Hi,
I have a batch macro that takes 30 seconds to generate the required output. I have to run it on 50,000 input data sets. This would mean that I would require 25,000 minutes to complete the process.
I have split the input data into 50 files, each with 1000 rows and then I used 50 instances of the same workflow from where the macro is being called.
This brought down the total processing time to 500 minutes. Is there a better way to achieve this? Running 50 instances is possible, but definitely a pain.
Solved! Go to Solution.
My first thought is maybe it can be approached differently. Is it possible to share the macro, or to make some sample data (not real) that represents your situation, before and after?
@Joe_Mako wrote:My first thought is maybe it can be approached differently. Is it possible to share the macro, or to make some sample data (not real) that represents your situation, before and after?
Please see the sample workflow. These are fairly simple - i want to run regression on different sets of data.

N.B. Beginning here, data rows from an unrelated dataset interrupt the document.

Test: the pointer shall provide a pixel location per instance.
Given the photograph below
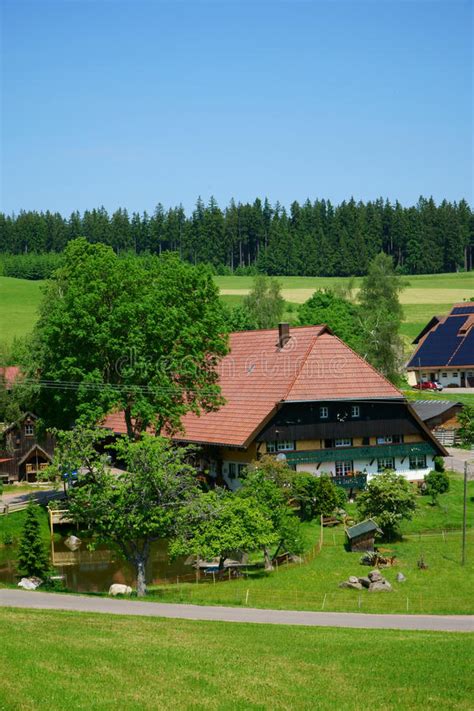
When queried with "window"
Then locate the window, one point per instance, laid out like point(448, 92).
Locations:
point(344, 468)
point(418, 461)
point(385, 463)
point(284, 445)
point(343, 442)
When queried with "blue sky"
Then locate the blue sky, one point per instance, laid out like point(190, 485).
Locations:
point(132, 103)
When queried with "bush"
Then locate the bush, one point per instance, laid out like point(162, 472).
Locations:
point(315, 495)
point(389, 498)
point(435, 483)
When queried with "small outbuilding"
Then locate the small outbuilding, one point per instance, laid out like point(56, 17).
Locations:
point(361, 537)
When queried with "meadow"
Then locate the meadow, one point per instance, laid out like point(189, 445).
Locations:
point(60, 660)
point(424, 296)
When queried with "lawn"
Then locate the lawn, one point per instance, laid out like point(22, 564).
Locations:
point(148, 663)
point(19, 301)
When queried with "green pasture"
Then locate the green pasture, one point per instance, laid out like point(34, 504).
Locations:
point(66, 660)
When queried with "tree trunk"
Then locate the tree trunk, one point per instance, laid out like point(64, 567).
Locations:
point(140, 565)
point(267, 559)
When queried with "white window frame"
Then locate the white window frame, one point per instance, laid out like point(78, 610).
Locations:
point(284, 445)
point(417, 461)
point(343, 442)
point(343, 468)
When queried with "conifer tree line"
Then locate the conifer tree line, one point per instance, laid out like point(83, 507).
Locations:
point(310, 239)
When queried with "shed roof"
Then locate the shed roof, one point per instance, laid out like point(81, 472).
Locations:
point(359, 529)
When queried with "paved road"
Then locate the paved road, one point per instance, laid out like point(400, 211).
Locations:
point(82, 603)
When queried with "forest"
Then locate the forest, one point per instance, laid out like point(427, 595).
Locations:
point(310, 239)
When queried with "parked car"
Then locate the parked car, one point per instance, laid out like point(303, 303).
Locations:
point(428, 385)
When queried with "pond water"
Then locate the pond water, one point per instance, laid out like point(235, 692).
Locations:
point(95, 571)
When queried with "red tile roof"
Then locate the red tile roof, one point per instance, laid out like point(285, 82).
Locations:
point(10, 373)
point(256, 376)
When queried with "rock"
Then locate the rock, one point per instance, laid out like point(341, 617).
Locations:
point(380, 586)
point(30, 583)
point(73, 543)
point(118, 589)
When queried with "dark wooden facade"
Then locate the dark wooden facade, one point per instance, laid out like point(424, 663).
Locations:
point(22, 453)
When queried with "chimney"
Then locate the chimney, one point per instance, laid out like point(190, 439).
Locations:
point(283, 334)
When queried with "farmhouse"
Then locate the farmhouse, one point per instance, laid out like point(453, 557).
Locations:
point(305, 396)
point(22, 453)
point(445, 351)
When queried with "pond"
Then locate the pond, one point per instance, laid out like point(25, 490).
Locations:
point(95, 571)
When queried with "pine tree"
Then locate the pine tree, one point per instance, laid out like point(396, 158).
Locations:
point(32, 557)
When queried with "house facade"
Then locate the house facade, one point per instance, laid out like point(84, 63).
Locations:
point(305, 397)
point(445, 349)
point(22, 453)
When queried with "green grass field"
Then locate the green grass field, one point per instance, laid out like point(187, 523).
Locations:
point(62, 660)
point(424, 296)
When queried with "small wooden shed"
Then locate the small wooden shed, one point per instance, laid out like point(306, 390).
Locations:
point(361, 537)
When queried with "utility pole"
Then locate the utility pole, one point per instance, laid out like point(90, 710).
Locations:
point(464, 512)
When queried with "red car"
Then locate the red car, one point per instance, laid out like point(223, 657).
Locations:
point(428, 385)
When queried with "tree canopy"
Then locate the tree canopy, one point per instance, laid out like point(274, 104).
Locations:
point(115, 334)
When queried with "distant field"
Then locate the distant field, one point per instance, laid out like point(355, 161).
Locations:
point(19, 301)
point(151, 664)
point(423, 297)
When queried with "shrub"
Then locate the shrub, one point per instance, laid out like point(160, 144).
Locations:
point(389, 498)
point(435, 483)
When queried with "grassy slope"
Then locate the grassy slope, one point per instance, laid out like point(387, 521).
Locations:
point(146, 663)
point(19, 301)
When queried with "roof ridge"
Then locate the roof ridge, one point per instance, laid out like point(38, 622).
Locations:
point(303, 360)
point(377, 372)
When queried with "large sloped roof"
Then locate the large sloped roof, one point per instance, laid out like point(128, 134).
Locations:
point(256, 376)
point(449, 342)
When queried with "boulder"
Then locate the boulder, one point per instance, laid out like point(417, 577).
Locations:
point(73, 543)
point(380, 586)
point(118, 589)
point(30, 583)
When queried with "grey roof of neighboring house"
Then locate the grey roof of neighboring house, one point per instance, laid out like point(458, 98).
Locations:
point(426, 409)
point(365, 527)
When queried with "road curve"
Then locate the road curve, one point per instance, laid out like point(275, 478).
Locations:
point(83, 603)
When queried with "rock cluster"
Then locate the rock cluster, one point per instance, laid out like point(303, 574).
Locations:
point(374, 582)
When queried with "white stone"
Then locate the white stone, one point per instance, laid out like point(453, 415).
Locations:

In reality the data file is about 38 million rows and the product list (text input in the sample) is about 55000 rows.
Thanks for looking into it.
Hey @rohanonline
I'll openly admit that your question is beyond my depth - but my first attempt would be to look for options for how to farm this out to a process that can run in parallel (i.e. get it off your desktop / server, and into a cluster).

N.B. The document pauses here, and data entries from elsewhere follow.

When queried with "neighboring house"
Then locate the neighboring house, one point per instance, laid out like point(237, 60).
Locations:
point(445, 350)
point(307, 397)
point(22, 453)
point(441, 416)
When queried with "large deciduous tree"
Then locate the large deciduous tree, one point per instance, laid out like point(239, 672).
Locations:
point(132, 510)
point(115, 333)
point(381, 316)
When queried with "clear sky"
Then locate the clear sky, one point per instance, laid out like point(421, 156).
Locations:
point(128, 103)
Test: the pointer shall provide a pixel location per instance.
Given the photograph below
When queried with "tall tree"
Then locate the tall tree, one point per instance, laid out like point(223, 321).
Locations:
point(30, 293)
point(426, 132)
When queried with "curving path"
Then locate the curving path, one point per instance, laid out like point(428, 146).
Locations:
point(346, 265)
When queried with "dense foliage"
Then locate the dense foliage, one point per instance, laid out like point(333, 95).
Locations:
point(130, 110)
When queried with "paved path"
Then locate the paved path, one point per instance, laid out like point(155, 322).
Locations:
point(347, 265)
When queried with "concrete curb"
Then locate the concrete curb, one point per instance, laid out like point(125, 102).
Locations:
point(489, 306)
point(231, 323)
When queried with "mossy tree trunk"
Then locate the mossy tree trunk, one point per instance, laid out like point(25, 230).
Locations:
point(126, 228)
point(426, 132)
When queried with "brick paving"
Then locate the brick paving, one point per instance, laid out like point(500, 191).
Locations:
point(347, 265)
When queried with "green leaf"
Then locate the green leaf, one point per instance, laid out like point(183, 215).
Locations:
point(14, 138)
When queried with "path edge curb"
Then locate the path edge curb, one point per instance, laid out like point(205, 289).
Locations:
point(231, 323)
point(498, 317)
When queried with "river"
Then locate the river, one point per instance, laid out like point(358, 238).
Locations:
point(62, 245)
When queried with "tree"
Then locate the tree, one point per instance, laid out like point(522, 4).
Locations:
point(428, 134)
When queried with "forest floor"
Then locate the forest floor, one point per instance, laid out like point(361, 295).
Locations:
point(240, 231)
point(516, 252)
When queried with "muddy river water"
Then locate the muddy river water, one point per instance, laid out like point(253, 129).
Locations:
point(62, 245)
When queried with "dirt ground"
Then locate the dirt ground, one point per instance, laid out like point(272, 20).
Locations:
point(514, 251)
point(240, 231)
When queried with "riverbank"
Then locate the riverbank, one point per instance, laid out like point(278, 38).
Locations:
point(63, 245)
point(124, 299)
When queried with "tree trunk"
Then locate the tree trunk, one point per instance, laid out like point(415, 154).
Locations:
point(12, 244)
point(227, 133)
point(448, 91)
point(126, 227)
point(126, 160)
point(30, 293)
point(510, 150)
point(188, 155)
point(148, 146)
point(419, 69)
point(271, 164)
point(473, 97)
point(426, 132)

Not sure if this is an option for you, but it may be worth looking at something like this (credit @DanG_dup_78):
https://community.alteryx.com/t5/Analytics-Blog/Alteryx-and-Microsoft-R-Server-Demo/ba-p/57513
... or if you're on an open-source stack, look for a similar cluster-ready R Server
Sorry I can't answer more specifically, I hope this gives you a line of attack!

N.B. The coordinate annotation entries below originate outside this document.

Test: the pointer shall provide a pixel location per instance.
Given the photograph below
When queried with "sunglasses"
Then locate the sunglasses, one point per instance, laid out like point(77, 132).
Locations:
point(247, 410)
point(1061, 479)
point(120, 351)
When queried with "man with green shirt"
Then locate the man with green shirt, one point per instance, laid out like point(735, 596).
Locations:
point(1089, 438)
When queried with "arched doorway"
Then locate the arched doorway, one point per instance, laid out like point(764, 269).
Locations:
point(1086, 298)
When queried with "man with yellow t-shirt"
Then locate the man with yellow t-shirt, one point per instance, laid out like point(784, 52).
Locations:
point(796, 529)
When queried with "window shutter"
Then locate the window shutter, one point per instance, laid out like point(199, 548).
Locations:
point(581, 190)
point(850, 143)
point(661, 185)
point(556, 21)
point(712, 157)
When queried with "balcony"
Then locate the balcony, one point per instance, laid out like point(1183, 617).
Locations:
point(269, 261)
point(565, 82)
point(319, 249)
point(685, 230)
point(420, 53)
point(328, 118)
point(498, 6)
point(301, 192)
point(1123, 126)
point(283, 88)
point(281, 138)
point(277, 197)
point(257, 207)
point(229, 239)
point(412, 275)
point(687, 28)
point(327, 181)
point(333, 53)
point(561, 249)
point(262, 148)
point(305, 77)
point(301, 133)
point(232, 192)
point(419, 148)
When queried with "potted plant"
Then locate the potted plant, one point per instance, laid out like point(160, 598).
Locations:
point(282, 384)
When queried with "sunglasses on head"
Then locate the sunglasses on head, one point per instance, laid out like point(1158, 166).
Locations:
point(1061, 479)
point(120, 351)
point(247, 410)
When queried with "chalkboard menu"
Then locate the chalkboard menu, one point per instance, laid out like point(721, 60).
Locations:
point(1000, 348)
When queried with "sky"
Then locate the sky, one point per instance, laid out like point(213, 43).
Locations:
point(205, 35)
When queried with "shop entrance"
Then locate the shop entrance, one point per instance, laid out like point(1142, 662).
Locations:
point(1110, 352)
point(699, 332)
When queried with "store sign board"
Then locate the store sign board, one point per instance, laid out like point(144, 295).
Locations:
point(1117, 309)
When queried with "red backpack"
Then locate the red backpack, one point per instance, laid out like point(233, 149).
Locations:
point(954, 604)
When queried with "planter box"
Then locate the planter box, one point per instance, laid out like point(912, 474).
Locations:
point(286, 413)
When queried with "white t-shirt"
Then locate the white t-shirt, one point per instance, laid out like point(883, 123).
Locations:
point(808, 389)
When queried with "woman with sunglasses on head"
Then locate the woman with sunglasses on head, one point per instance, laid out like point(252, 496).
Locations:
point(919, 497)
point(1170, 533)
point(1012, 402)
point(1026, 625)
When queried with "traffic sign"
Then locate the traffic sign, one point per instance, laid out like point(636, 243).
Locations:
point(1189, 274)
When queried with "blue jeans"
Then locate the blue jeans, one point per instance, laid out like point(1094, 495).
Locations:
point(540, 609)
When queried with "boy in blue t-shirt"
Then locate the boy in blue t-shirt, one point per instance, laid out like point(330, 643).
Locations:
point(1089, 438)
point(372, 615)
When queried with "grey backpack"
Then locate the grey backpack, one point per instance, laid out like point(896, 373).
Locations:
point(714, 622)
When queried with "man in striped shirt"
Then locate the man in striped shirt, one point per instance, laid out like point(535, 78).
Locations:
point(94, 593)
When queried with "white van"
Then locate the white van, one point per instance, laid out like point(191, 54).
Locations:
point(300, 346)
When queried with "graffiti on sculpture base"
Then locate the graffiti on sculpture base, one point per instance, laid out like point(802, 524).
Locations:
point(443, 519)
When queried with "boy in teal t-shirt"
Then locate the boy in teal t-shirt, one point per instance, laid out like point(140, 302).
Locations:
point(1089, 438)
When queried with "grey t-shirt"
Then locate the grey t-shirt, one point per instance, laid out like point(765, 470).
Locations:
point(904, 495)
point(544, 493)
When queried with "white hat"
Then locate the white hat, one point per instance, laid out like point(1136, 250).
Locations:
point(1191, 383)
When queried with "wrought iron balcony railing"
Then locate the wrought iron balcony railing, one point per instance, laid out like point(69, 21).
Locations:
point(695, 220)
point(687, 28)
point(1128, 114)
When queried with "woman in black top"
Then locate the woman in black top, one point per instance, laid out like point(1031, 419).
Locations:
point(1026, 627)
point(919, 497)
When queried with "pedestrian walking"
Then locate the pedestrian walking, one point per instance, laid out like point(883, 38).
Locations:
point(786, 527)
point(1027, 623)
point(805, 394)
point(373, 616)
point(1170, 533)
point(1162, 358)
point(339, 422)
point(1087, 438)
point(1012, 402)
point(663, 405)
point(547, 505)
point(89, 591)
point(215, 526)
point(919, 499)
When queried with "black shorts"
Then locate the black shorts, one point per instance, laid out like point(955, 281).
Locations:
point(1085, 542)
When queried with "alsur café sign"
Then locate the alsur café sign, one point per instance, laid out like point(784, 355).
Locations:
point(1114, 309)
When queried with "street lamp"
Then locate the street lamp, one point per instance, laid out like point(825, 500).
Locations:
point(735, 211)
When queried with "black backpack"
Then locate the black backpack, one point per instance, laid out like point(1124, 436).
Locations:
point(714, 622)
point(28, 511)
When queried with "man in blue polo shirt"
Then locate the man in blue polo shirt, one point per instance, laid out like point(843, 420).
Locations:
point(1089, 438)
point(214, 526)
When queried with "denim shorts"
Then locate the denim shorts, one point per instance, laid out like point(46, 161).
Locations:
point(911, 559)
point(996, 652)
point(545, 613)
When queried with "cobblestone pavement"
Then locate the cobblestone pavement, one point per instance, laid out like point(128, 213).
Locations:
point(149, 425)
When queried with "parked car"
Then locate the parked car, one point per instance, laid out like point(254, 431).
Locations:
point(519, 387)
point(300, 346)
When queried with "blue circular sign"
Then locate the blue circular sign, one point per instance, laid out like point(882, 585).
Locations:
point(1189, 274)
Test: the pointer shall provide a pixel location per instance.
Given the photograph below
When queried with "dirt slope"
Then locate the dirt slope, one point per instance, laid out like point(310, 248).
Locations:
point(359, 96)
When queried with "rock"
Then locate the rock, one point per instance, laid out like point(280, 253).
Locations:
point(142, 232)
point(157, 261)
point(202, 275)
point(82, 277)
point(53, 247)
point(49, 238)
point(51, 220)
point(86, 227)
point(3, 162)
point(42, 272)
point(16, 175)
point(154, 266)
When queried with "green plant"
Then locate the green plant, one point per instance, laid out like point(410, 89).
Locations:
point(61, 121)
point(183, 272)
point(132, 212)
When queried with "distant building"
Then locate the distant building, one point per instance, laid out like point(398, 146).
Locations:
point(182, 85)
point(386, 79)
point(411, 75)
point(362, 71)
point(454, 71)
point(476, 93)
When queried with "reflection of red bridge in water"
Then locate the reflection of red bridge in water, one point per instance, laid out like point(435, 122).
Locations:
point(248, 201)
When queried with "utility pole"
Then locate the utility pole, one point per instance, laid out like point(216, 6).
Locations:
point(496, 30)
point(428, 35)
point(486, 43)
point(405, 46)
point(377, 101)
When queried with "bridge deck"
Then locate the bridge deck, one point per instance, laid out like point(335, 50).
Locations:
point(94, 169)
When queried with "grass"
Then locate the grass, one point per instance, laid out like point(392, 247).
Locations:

I would consider rethinking the problem. Is it possible that you could engineer the macro to run without being batched? In some cases, there are multiple ways around the batch macro and that would in itself speed up your process. Running in parallel will only speed "part" of your process up as other parts will remain serial (still fast). There will be limits to your CPU and Memory which will prevent you from running massively parallel.
If you would like to review your macro with me, you can PM me with your availability and email and I'll see where I might be able to help. Otherwise, you might want to post your macro or a macro with similar function so that others may comment.
Cheers,
Mark
Hello,
I've merged two duplicate posts together here. One post on this topic appears to have inadvertently been posted in ' Welcome to Community'
Thanks!
@SeanAdams wrote:Hey @rohanonline
I'll openly admit that your question is beyond my depth - but my first attempt would be to look for options for how to farm this out to a process that can run in parallel (i.e. get it off your desktop / server, and into a cluster).
Not sure if this is an option for you, but it may be worth looking at something like this (credit @DanG_dup_78):
https://community.alteryx.com/t5/Analytics-Blog/Alteryx-and-Microsoft-R-Server-Demo/ba-p/57513
... or if you're on an open-source stack, look for a similar cluster-ready R Server
Sorry I can't answer more specifically, I hope this gives you a line of attack!
Thanks Sean. I will look for the feasibility for a cluster.
Thanks @MarqueeCrew. I have uploaded a sample in the 4th post in the discussion thread. I was unable to edit my original post to include the example.
Thanks for your offer to help.
That's a lot of model building you've got there!
I suppose that my work-around could apply if you were an R programmer. If the primary UPC was read in to the R code (custom), then instead of running this in batch, it could be done within the R tool. Whether or not this speeds things up is left to be seen. I would think that it would run faster, but wouldn't bet too heavily on it.
Sorry that I couldn't be of more assistance. Maybe this is an idea for Alteryx?
Cheers,
Mark
Hey @rohanonline,
Not sure if you got to a solution here either under your own power, or with some of the other folk? Reason for asking is that I'm wondering if it would be better for you to close this thread out with a one-line note about how you worked around this, or solved it; or if this should be closed out (just give yourself the solution credit) and moved to the Ideas section as an idea for scalable parallel processing on a cluster?